In our "Documents" section, Tricia Cherin sheds light on California poet Ruth LePrade’s feminist re-tuning of Whitman, and MSR is pleased to offer readers a digitized version of the entire book of her poems, A Woman Free, originally published in 1917 and now out-of-print. In conclusion, Whitman scholar William Pannapacker reviews historian Gary Nash’s book First City, an exploration of cultural life in Philadelphia and the artifacts of memorialization.

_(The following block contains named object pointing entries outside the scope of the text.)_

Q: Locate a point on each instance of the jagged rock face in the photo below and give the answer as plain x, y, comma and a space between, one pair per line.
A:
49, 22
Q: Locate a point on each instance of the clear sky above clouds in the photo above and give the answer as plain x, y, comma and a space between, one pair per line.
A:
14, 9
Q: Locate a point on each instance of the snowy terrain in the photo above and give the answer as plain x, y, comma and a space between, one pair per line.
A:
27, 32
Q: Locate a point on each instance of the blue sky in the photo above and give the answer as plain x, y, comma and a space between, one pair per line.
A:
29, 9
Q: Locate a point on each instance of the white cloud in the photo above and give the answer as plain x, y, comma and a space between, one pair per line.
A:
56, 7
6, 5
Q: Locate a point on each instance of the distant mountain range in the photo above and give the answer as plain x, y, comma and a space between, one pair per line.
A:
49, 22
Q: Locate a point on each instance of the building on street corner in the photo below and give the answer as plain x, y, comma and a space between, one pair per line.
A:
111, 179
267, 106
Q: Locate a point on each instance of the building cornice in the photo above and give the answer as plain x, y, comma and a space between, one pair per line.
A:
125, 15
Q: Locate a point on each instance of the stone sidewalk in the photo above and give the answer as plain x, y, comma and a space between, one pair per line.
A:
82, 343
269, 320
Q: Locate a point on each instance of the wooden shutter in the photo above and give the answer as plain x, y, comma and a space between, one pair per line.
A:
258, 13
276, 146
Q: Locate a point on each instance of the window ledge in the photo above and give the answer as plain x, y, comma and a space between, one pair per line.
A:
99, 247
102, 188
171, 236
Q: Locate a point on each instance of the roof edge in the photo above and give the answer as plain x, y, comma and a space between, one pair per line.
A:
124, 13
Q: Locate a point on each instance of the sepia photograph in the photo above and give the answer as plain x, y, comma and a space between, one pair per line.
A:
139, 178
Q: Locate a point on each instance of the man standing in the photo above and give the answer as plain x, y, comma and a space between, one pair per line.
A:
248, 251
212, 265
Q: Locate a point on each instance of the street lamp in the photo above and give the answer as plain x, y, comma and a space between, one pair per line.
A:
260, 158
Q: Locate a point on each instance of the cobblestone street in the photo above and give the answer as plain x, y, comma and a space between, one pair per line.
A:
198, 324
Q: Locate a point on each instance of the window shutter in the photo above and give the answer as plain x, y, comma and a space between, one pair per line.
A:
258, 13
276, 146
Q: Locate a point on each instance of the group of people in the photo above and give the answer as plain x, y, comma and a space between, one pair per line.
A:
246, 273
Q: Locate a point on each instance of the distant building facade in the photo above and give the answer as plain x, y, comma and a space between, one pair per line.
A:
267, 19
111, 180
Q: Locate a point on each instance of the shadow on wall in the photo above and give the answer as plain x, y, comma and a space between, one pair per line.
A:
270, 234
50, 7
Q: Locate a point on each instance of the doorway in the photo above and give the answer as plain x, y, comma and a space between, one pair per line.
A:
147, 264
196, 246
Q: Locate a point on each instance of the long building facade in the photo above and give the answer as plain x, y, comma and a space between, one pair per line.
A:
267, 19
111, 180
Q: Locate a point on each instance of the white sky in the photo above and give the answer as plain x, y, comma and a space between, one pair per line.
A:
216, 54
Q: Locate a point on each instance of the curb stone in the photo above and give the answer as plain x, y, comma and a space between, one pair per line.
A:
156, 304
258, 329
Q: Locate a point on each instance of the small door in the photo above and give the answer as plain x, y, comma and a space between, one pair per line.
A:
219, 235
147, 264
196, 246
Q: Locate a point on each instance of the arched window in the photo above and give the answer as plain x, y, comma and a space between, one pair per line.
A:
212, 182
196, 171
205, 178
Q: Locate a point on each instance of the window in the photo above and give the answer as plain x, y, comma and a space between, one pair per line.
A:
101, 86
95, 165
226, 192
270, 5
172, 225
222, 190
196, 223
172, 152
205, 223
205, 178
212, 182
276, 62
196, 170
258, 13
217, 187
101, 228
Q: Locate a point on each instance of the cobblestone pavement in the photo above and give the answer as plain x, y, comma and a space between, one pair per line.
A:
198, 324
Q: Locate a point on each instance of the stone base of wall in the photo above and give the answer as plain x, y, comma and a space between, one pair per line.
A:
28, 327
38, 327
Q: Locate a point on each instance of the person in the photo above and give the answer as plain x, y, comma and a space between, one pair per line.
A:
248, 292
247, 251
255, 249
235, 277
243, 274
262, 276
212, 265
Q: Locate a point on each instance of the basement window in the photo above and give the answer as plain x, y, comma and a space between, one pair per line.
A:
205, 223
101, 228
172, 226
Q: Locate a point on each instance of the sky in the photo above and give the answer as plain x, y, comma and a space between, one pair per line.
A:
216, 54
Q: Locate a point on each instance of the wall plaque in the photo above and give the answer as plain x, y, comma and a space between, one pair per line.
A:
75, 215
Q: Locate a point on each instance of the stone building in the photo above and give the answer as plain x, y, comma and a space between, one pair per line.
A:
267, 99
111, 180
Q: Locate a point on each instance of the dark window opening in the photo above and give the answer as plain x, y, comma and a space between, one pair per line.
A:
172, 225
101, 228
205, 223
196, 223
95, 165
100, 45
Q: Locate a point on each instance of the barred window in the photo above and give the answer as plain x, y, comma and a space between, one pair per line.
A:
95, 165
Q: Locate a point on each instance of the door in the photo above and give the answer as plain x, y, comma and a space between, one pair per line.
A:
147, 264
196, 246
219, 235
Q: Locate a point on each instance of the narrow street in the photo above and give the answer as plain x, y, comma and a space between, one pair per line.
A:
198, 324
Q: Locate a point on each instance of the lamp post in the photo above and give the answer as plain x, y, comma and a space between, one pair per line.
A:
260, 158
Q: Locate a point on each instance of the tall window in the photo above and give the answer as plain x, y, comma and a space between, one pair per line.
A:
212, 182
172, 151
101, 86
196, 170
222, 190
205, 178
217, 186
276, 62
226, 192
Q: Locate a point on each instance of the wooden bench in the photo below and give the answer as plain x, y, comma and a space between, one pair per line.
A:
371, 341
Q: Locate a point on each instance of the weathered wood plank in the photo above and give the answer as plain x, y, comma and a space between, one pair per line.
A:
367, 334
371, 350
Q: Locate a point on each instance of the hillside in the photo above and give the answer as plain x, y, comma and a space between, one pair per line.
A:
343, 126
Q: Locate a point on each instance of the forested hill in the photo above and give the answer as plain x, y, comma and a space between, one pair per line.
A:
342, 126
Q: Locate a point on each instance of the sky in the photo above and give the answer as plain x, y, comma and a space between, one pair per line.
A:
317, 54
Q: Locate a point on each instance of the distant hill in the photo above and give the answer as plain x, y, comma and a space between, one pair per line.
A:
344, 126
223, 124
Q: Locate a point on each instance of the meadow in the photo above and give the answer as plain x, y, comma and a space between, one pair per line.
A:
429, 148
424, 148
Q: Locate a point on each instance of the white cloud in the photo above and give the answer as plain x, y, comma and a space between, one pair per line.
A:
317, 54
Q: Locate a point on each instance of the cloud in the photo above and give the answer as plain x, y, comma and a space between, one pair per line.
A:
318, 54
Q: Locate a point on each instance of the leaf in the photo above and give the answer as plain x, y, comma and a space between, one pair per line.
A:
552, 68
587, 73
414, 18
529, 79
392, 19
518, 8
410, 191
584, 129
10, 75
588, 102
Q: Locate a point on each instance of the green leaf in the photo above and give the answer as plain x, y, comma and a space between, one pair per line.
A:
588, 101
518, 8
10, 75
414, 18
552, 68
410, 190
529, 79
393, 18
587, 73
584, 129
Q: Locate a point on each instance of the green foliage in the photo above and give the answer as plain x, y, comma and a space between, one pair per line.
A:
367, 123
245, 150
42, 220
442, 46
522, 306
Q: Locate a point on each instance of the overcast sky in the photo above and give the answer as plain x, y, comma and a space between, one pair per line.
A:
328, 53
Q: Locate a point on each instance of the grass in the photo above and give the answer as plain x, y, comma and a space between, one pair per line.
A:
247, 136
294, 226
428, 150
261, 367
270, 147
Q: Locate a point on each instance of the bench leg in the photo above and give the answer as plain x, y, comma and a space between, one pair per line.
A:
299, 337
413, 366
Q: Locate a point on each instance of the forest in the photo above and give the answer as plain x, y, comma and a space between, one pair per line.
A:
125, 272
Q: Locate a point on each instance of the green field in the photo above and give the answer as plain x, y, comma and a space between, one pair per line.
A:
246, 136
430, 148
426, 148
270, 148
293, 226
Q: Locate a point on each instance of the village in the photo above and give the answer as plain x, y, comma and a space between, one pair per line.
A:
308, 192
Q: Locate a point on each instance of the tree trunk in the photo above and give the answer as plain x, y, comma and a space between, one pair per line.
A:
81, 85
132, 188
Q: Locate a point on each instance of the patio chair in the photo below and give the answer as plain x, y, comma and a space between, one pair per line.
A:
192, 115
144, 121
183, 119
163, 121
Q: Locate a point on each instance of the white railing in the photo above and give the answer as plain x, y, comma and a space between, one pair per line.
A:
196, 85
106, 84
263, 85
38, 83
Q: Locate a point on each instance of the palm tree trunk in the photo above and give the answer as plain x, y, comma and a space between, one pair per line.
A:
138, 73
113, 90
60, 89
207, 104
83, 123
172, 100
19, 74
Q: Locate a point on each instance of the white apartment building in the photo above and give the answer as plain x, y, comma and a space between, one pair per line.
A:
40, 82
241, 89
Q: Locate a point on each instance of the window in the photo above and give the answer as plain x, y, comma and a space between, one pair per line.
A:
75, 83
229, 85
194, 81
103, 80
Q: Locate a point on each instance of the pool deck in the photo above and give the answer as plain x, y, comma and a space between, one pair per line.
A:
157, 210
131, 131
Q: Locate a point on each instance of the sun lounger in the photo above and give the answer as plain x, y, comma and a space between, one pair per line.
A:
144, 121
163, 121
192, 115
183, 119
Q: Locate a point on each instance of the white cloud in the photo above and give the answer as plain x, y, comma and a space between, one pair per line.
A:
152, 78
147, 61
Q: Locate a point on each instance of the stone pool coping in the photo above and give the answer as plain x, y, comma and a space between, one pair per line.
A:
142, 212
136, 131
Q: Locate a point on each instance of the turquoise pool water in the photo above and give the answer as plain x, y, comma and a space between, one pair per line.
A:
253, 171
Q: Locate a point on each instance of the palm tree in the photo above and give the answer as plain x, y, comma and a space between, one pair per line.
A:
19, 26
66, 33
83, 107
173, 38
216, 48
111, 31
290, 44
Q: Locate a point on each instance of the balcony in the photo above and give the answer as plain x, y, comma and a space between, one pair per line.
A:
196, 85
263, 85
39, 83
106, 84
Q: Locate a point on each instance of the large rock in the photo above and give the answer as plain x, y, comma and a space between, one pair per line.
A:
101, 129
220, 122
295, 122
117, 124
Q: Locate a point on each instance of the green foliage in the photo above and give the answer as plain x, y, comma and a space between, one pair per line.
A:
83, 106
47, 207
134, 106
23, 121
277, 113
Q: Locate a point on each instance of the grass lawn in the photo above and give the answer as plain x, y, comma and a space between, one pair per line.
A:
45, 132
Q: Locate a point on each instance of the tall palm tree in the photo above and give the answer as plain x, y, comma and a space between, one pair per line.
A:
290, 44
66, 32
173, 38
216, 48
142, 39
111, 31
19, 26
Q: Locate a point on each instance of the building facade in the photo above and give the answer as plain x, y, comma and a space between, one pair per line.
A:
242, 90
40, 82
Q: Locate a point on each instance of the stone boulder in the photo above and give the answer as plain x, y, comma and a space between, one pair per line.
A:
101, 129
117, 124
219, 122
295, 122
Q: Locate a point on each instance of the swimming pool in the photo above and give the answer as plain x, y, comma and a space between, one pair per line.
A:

I would like to thank Paul Wilson, MSR’s new managing editor, for his work on this issue, as well as Chiu Lam Chan, Tzu-Yun Jen, Tien Nguyen and Victor Nammour, our computer specialists, and to the other Camden On-Line Poetry Project interns. Also, I am pleased to acknowledge the Walt Whitman Program in American Studies at Rutgers-Camden, the Mid-Atlantic Regional Center for the Humanities, a joint enterprise of Rutgers-Camden and Temple universities, and the Gilder Lehrman Insititute of American History for their intellectual and financial support of this project.